Another major advantage of the method of this invention is that it can be carried out quickly in a simple inexpensive pipe reactor with low energy requirements. An example of continuous processing of the subject ternary salt mixture (EAK) is as follows. Production is done in a reaction loop in which a large amount of EAK and water are continuously circulated to limit the temperature rise in the system. A 60 weight percent solution of nitric acid in water enters the loop, followed immediately by liquid ammonia. Some of the acid reacts with the ammonia to form AN. Ethylenediamine (98 weight percent solution in water) is then introduced and reacts with more of the nitric acid to form EDDN. The final reactant, a 45 weight percent solution of potassium hydroxide (KOH) in water, is then added. This neutralizes the remaining acid to form KN and water. Temperature rise due to the heat of reaction is partially offset by the sensible heat of the reactants as they are fed into the reaction loop. The remainder of the temperature increase is offset by a cooling-water heat exchanger which reduces the temperature of the EAK/water stream to about 90 C. The reactants and products then enter a post-reaction surge tank which provides residence time to assure reaction completion. Following the surge tank the majority of the stream is recycled and the remainder is taken off for concentration. All water in the system at this point, (approximately 35 weight percent water) enters the process with the raw materials or was produced by reaction of KOH with nitric acid.
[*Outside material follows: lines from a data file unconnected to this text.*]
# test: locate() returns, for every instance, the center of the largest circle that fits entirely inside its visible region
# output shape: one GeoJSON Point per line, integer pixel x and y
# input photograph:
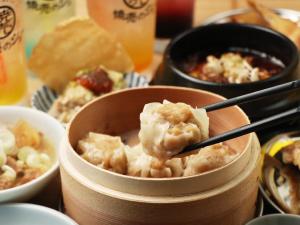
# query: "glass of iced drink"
{"type": "Point", "coordinates": [42, 16]}
{"type": "Point", "coordinates": [132, 22]}
{"type": "Point", "coordinates": [12, 58]}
Concentration is effected by the stream passing through batch tanks that provide isolation and remixing capabilities in the event the product does not meet specifications. The stream proceeds to an evaporator feed tank and steam preheater before entering a triple effect evaporator. A triple effect evaporator is selected over a single stage evaporator because of improved safety and effectiveness. This method of evaporation is more effective since all possible heat is removed from the steam in the three evaporator stages at the points in which the greatest effect is realized on the EAK stream. In the evaporator the water content of the EAK solution is reduced to 0.5 weight percent. The water vapor is condensed and then enters a water-recovery tank. The 99.5 weight percent solution of EAK is then sent to a wiped film evaporator where water content is reduced to 0.05 weight percent. The EAK is then either flaked by a chiller belt, packaged and shipped, or cast into bombs.

The above drying can be done at the production site immediately following synthesis or it can be done at a different site or at a different time. This choice is possible because EAK can be safely and easily stored and shipped as an aqueous solution. An aqueous solution of up to 70 weight percent concentration is not classified as an explosive but as a flammable liquid.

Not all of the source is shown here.